Multi Die GPUs

Digidi · Sep 17, 2020

Hello, i wanted to start a conversation about the multi die concepts which will come the next years and what are the advantages and disadvantages. What is possible what's not.

I asked my self why they always build a "complete" small gpu die for a chiplet and combine these small chiplets to a big gpu? Why they don't want to build a Frontend die with Rasterizer etc. a Shader die with the shader included and a backend die with the rops included.

If you cut it down to Frontend, Shader and Backend Dies you will be much more flexible whats needed for the workload. For Example a gaming GPU will made of 1 Frontend Die, 2 Shader Dies and 1 Backend Die.
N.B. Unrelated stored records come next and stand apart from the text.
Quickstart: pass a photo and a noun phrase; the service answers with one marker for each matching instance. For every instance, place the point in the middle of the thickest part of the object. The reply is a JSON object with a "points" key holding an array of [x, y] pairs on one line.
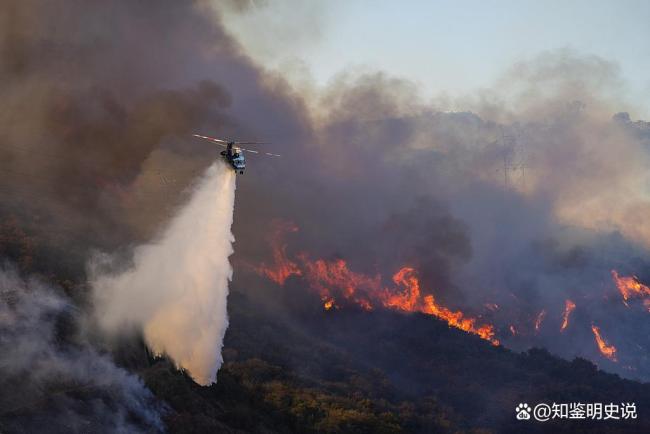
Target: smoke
{"points": [[175, 291], [51, 379]]}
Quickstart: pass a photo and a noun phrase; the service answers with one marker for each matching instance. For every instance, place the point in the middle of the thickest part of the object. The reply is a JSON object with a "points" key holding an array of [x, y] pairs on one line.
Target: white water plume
{"points": [[176, 290]]}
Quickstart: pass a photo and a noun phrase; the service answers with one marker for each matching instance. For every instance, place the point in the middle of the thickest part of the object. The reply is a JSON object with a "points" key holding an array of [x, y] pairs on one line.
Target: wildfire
{"points": [[336, 283], [284, 267], [540, 318], [606, 350], [326, 276], [630, 287], [568, 308]]}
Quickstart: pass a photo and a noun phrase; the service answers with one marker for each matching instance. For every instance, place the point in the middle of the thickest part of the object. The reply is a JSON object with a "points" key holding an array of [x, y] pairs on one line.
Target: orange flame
{"points": [[326, 276], [335, 282], [283, 267], [630, 287], [606, 350], [412, 301], [568, 308], [539, 319]]}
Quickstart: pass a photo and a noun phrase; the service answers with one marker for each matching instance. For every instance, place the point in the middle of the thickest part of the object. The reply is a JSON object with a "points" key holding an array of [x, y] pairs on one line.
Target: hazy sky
{"points": [[447, 46]]}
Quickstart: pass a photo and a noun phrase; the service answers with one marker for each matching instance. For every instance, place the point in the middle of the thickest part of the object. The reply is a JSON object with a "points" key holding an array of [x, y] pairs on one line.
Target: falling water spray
{"points": [[176, 289]]}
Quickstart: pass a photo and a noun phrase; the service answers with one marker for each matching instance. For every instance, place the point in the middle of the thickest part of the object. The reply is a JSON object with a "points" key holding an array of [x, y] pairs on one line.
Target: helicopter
{"points": [[234, 154]]}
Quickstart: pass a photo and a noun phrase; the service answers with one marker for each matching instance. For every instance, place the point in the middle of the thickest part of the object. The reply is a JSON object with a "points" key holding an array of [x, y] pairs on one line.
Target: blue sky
{"points": [[448, 46]]}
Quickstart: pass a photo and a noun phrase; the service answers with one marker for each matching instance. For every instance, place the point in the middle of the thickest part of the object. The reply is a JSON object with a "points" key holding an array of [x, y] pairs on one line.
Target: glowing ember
{"points": [[327, 276], [328, 303], [539, 319], [568, 308], [336, 284], [412, 301], [283, 267], [606, 350], [630, 287]]}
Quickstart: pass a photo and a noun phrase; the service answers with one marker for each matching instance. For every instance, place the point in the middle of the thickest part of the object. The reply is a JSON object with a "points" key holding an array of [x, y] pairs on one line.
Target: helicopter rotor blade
{"points": [[212, 139]]}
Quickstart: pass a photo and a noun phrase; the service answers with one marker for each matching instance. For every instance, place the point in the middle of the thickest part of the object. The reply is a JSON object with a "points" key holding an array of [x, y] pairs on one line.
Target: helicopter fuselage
{"points": [[234, 156]]}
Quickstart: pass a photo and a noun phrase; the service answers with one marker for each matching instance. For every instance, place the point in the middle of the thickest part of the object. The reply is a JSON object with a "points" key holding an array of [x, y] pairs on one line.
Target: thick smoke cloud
{"points": [[52, 380], [527, 194]]}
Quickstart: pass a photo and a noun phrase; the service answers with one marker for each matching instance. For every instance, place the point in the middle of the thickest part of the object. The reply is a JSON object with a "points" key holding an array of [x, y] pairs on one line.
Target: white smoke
{"points": [[51, 379], [176, 290]]}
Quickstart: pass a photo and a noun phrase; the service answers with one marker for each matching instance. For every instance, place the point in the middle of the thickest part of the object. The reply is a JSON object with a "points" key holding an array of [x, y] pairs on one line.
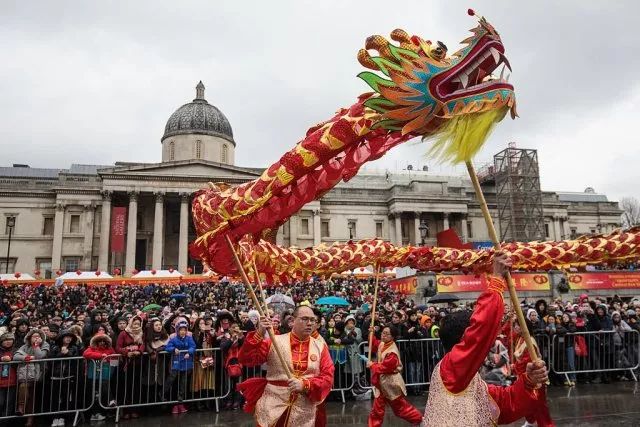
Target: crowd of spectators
{"points": [[161, 340]]}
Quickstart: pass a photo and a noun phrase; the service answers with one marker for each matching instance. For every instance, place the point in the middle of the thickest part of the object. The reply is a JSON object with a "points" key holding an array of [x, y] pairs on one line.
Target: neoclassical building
{"points": [[62, 218]]}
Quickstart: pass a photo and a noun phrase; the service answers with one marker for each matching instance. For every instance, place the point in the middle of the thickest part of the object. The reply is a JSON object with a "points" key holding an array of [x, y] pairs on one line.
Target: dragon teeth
{"points": [[464, 80], [496, 54]]}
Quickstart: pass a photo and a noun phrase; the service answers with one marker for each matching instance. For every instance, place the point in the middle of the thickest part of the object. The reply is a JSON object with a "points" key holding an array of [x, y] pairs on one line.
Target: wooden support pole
{"points": [[373, 309], [253, 296], [496, 244]]}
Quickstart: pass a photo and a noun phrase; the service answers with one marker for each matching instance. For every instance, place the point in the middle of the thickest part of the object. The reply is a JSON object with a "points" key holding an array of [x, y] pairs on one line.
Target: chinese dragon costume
{"points": [[419, 91]]}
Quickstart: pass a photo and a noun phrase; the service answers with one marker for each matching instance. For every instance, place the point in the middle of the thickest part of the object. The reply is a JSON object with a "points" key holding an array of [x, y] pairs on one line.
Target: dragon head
{"points": [[426, 87]]}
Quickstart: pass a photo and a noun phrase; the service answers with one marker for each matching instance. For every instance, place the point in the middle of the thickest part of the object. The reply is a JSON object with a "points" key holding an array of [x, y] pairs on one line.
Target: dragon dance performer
{"points": [[276, 400], [538, 415], [458, 396], [388, 385]]}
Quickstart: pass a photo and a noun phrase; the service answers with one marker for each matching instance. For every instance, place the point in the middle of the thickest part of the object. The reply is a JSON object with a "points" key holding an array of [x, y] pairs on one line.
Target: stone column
{"points": [[398, 221], [58, 228], [132, 233], [105, 232], [158, 232], [293, 230], [317, 238], [183, 240], [416, 229], [464, 226], [87, 246]]}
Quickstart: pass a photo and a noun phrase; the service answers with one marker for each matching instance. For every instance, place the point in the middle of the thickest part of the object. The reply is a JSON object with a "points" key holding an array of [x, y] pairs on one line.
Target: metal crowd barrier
{"points": [[126, 383], [64, 386], [594, 354], [45, 387]]}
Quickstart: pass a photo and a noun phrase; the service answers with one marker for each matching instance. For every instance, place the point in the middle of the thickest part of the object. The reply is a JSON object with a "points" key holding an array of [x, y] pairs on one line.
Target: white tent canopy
{"points": [[160, 274], [12, 276]]}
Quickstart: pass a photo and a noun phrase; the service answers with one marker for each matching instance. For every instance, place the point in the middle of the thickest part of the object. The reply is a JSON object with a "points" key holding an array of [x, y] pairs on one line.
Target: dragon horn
{"points": [[380, 44], [365, 60]]}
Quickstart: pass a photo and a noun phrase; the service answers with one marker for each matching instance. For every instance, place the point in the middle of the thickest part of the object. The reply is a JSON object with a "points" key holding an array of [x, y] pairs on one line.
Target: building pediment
{"points": [[197, 169]]}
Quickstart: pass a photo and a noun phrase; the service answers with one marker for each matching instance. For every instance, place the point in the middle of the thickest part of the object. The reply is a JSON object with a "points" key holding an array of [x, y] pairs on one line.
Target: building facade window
{"points": [[324, 228], [379, 229], [47, 226], [351, 226], [10, 221], [74, 224], [44, 265], [304, 226], [225, 154], [12, 265], [72, 263]]}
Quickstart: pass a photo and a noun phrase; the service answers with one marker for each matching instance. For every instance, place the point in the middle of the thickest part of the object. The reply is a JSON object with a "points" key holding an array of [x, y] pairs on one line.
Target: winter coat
{"points": [[178, 361], [68, 368], [126, 344], [31, 371], [354, 364], [8, 373], [94, 355]]}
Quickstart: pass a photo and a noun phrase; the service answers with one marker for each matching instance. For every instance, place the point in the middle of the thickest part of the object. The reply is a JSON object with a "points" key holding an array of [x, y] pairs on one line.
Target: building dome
{"points": [[198, 118]]}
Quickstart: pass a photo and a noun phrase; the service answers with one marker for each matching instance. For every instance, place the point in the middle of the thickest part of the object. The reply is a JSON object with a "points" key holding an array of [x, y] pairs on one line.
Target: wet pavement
{"points": [[586, 405]]}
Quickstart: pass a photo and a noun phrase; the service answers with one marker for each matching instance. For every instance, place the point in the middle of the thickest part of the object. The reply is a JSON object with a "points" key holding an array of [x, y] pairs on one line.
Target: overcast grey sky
{"points": [[95, 82]]}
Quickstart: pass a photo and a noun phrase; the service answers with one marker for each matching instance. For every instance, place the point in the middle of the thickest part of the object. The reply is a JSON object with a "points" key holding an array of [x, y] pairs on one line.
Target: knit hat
{"points": [[7, 336]]}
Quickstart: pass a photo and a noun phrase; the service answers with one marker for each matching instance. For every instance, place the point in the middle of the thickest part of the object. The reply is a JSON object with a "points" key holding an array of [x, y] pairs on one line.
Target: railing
{"points": [[73, 385], [44, 387], [598, 353]]}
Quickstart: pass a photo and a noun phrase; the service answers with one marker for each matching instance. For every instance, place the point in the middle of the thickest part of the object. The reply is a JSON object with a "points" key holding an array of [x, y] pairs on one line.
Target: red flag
{"points": [[118, 228]]}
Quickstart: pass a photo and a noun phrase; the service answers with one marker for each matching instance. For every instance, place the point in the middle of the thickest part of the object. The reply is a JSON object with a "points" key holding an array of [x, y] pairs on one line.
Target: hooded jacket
{"points": [[8, 376], [186, 345]]}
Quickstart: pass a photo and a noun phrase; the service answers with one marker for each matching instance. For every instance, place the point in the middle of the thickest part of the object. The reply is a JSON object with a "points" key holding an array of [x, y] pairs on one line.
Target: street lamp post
{"points": [[424, 230], [11, 222]]}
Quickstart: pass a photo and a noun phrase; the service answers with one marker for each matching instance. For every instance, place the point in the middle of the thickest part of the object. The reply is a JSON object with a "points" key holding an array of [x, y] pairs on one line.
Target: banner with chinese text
{"points": [[118, 228], [604, 280], [405, 285], [472, 283]]}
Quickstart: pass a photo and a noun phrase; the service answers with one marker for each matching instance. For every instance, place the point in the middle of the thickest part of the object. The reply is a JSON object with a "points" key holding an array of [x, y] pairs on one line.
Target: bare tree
{"points": [[631, 211]]}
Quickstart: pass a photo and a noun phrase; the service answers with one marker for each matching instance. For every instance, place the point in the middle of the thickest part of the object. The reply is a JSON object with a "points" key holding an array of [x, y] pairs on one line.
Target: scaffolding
{"points": [[518, 195]]}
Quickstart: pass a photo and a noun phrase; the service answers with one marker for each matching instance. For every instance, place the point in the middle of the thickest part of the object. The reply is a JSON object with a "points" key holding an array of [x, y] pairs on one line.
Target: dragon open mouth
{"points": [[474, 74]]}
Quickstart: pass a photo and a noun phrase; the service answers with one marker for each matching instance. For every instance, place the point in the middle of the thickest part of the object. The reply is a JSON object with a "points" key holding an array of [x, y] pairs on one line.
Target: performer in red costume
{"points": [[538, 415], [457, 395], [388, 385], [277, 400]]}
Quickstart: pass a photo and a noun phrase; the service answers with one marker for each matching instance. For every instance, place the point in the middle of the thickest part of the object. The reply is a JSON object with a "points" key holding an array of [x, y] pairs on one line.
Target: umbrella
{"points": [[332, 301], [151, 307], [280, 302], [442, 298]]}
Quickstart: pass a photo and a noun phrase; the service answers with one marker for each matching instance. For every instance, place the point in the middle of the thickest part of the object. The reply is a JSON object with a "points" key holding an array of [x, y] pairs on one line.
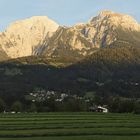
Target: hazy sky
{"points": [[65, 12]]}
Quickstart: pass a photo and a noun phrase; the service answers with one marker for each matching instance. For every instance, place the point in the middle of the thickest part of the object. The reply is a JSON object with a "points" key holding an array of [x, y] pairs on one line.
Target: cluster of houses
{"points": [[43, 95]]}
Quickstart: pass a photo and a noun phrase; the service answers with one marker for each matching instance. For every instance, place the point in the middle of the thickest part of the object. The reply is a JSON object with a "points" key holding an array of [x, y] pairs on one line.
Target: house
{"points": [[98, 109]]}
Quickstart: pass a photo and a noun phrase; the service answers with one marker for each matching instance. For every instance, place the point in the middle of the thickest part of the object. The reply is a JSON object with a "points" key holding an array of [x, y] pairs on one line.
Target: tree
{"points": [[33, 108], [17, 106], [2, 105]]}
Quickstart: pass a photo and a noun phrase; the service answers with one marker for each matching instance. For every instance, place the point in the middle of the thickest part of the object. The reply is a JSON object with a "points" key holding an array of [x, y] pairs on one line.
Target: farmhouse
{"points": [[98, 109]]}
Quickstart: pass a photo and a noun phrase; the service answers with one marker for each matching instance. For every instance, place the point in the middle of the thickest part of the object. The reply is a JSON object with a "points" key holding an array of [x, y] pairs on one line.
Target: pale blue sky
{"points": [[65, 12]]}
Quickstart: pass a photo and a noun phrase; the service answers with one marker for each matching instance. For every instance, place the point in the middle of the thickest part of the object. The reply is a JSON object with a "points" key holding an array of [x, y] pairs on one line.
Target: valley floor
{"points": [[69, 126]]}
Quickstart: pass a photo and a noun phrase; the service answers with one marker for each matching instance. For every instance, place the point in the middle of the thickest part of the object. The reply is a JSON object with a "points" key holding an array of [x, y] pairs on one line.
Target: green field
{"points": [[69, 126]]}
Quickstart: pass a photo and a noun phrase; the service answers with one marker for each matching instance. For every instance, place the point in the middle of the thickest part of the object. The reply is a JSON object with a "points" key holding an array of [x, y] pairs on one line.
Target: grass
{"points": [[68, 126]]}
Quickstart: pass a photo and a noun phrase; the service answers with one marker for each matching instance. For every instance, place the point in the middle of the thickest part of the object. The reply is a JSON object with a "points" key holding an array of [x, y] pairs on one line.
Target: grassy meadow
{"points": [[69, 126]]}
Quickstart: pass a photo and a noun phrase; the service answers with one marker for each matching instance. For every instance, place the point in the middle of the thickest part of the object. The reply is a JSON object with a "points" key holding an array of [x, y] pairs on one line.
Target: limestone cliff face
{"points": [[42, 36], [101, 31], [21, 37]]}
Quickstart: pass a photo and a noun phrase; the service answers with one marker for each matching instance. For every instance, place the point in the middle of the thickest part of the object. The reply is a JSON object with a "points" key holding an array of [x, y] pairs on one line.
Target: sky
{"points": [[64, 12]]}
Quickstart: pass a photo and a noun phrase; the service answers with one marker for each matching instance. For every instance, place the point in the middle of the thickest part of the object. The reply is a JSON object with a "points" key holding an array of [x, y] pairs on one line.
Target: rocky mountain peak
{"points": [[23, 36], [110, 18]]}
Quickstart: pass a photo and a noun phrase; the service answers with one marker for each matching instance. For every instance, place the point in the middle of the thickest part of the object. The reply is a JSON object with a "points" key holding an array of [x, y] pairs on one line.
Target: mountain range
{"points": [[100, 56]]}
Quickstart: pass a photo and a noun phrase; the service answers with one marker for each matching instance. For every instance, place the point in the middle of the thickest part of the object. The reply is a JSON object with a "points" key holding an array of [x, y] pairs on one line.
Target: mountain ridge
{"points": [[42, 36]]}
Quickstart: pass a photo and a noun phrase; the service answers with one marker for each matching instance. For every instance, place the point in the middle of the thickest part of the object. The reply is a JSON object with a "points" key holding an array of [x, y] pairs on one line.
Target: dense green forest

A CAD GPU will be made of 2 Frontend Die 1 Shader Die and 2 Backend Dies.

LordEC911 · Sep 17, 2020

Power efficiency is part of the answer.
Moving data around on a big die is still going to be much cheaper than going off die, especially going die-die-die.
Now true 3d stacking and some sort of TSV like interconnect/fabric could be interesting down the road, but leads to other complications.

Digidi · Sep 17, 2020

Thank you for your answer. But my question is, when they make chipletdesign with more chiplet, why they make always a chiplet which is a complete gpu on its own. Why they are not deviding the chiplets like the function units are?

Why they bild a chiplet wich inglueds all 3 main stages (Frontend, Shader, Backend)? Why they wont build a chiplet which only contains the frontend, another chiplet which contains only the shader and another chiplet wich only contains the Backend.

yuri · Sep 17, 2020

AMD CPU division went the "chiplet" way because they needed to create a high-volume 64 core CPU SKUs. AMD desperately needed that core count for chasing Intel's server CPUs. The resulting die size is: 8 * 72mm2 + 416mm2 = 1008mm2. Even minus the interconnect, it'd be a huge monolithic die.

Apparently, they couldn't afford making separate masks for different dies. So they reuse the chiplets in lowend servers, workstations, and highend desktops. But this comes at a price.

Despite being 7nm (+ 12nm) their lowend client CPUs are less power/efficient than Intel's elder 14nm-based Skylake. The signal goes out and in. The mobile-oriented Renoir die was also made as a monolith due power. This might improve with very advanced packaging methods. But these are very expensive.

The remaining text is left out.